Mardi et mercredi derniers, dans le cadre du congrès de l'ACFAS tenu à Sherbrooke, a eu lieu un colloque intitulé Lectures du patrimoine alimentaire: pour une étude de la gastronomie québécoise. Organisé par les chercheuses Geneviève Sicotte (Université Concordia) et Marie-Noëlle Aubertin (UQAM), la série de communications et de tables rondes visait à lancer des pistes de réflexion autour d'un sujet qui passionne de plus en plus les Québécois: la bouffe! Voici quelques-unes des observations qui sont ressorties de ce brassage d'idées.

Une cuisine métissée

Il n'y a pas longtemps, le concept d'une cuisine ou d'une gastronomie proprement québécoise faisait sourciller les tenants du bien-manger.
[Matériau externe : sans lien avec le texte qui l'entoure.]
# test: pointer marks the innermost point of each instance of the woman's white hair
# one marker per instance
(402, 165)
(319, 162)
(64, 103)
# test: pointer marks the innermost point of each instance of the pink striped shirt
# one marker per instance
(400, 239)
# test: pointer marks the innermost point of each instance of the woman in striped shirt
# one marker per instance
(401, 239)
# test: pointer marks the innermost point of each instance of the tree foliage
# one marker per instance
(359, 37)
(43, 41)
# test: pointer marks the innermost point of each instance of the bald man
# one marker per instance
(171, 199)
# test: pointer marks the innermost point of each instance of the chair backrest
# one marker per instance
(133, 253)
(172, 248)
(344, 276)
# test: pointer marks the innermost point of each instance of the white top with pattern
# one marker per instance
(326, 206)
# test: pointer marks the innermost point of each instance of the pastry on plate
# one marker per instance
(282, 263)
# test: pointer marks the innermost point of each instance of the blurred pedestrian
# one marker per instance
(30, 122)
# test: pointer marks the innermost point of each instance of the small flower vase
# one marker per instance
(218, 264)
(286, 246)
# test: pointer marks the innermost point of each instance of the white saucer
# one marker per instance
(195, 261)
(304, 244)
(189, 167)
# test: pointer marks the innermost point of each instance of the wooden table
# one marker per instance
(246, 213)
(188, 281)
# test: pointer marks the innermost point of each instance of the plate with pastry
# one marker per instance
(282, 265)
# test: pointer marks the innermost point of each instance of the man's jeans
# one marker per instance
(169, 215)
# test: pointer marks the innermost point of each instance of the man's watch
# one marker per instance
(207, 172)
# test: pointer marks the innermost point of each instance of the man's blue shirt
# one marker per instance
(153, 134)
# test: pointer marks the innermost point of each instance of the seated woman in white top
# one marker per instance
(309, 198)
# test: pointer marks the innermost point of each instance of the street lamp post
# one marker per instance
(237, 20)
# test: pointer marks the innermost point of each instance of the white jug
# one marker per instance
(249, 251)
Impossible, pensait-on, que notre pâté chinois, nos tourtières ou notre sirop d'érable soient assez raffinés pour participer d'une gastronomie. Puis, du reste, qu'y avait-il de proprement québécois dans une cuisine influencée tour à tour par les traditions française, britannique et américaine? Que fait-on de la cuisine et des traditions autochtones?

Et si tous ces métissages étaient justement ce qui constitue aujourd'hui le «patrimoine gastronomique québécois» ? Dans une province d'immigration comme le Québec, on ne peut pas non plus passer sous silence la contribution culinaire plus tardive des Italiens, Portugais, Haïtiens et autres Maghrébins.
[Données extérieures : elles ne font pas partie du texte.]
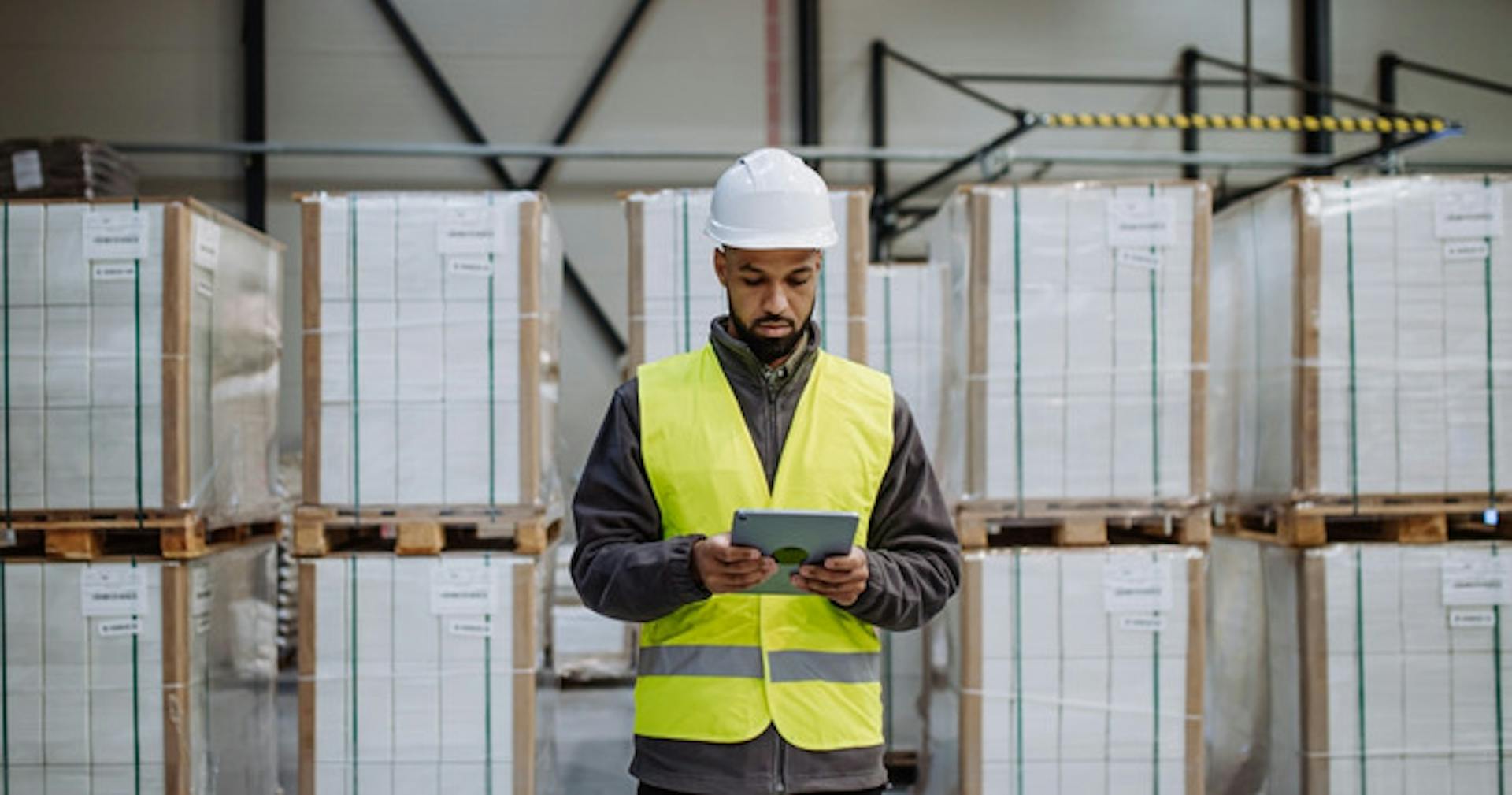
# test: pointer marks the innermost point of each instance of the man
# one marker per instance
(739, 693)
Prenons cette pratique de plus en plus ancrée et répandue de la bière québécoise. Le fait qu'elle soit de tradition belge la rend-il moins québécoise? Nos fromages sont-ils moins d'«ici» parce qu'ils s'inspirent des savoir-faire français, suisse ou britannique? Et si «proprement québécois» ne voulait pas nécessairement dire exclusif au Québec? «On commence enfin à ne plus avoir honte d'être métissés», confirme Marie-Noëlle Aubertin.

Qu'est-ce qui est gastronomique?

On pourrait s'attarder très longuement sur cette question. Posons-la autrement: un hamburger peut-il être aussi gastronomique que du foie gras? Presque tous les intervenants du colloque semblent penser que oui. «Il faut atténuer les barrières sociales pour désigner des aliments dans lesquels on peut tous se retrouver», croit Geneviève Sicotte. «La gastronomie ne doit pas être seulement élitiste», reprend la chef Diane Tremblay, propriétaire du restaurant Le Privilège, à Chicoutimi. Une vision élargie de la gastronomie s'impose.
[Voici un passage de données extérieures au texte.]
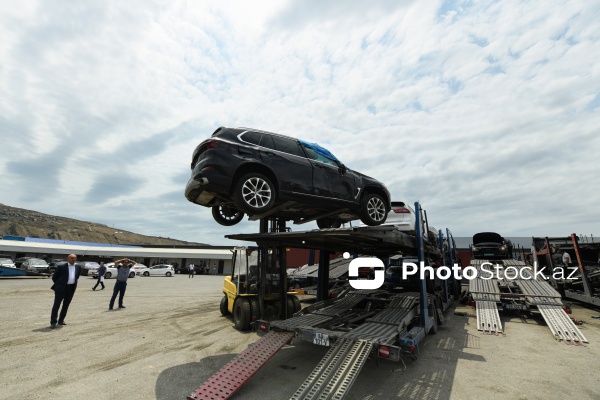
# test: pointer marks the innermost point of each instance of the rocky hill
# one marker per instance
(27, 223)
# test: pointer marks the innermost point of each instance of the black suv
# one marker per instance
(262, 174)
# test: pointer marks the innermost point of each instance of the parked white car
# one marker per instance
(158, 270)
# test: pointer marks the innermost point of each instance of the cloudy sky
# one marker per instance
(488, 113)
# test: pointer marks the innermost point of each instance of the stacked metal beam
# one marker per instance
(486, 294)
Qu'est-ce qui est patrimonial?

Le mot «patrimoine» décrit le plus souvent un objet ou une pratique faisant partie d'une culture depuis plusieurs générations. Mais, d'après Geneviève Sicotte, le patrimoine ne serait pas qu'une histoire de passé. Le mouvement actuel de redécouverte et de valorisation du terroir, la réinterprétation de certains classiques, par exemple, participent aussi à son évolution et à sa construction.

Par ailleurs, la gastronomie a-t-elle sa place dans le patrimoine immatériel de l'UNESCO? On sait que le repas gastronomique français et la cuisine traditionnelle mexicaine en font désormais partie.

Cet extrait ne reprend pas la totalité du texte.